[PATCH] mm: stop leaking PageTables

linux-mm.kvack.org archive mirror
 help / color / mirror / Atom feed

From: Hugh Dickins <hughd@google.com>
To: Linus Torvalds <torvalds@linux-foundation.org>,
	"Aneesh Kumar K.V" <aneesh.kumar@linux.vnet.ibm.com>
Cc: Andrew Morton <akpm@linux-foundation.org>,
	"Kirill A. Shutemov" <kirill.shutemov@linux.intel.com>,
	linux-kernel@vger.kernel.org, linux-mm@kvack.org,
	linuxppc-dev@lists.ozlabs.org
Subject: [PATCH] mm: stop leaking PageTables
Date: Sat, 7 Jan 2017 15:37:31 -0800 (PST)	[thread overview]
Message-ID: <alpine.LSU.2.11.1701071526090.1130@eggly.anvils> (raw)
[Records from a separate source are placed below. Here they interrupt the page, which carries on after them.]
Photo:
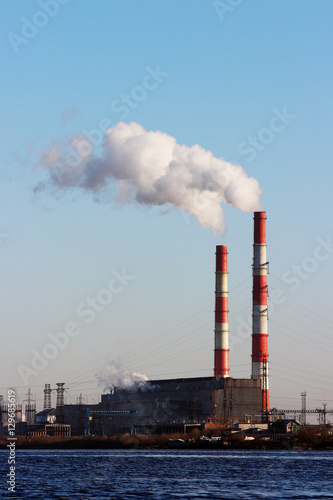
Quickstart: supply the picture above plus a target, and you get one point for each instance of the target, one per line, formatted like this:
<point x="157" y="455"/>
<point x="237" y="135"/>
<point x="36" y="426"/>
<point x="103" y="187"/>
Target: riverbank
<point x="176" y="441"/>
4.10-rc loadtest (even on x86, even without THPCache) fails with
"fork: Cannot allocate memory" or some such; and /proc/meminfo
shows PageTables growing.

rc1 removed the freeing of an unused preallocated pagetable after
do_fault_around() has called map_pages(): which is usually a good
optimization, so that the followup doesn't have to reallocate one;
but it's not sufficient to shift the freeing into alloc_set_pte(),
since there are failure cases (most commonly VM_FAULT_RETRY) which
never reach finish_fault().

Check and free it at the outer level in do_fault(), then we don't
need to worry in alloc_set_pte(), and can restore that to how it was
(I cannot find any reason to pte_free() under lock as it was doing).

And fix a separate pagetable leak, or crash, introduced by the same
change, that could only show up on some ppc64: why does do_set_pmd()'s
failure case attempt to withdraw a pagetable when it never deposited
one, at the same time overwriting (so leaking) the vmf->prealloc_pte?
Residue of an earlier implementation, perhaps?  Delete it.

Fixes: 953c66c2b22a ("mm: THP page cache support for ppc64")
Signed-off-by: Hugh Dickins <hughd@google.com>
---

 mm/memory.c |   47 ++++++++++++++++++++---------------------------
 1 file changed, 20 insertions(+), 27 deletions(-)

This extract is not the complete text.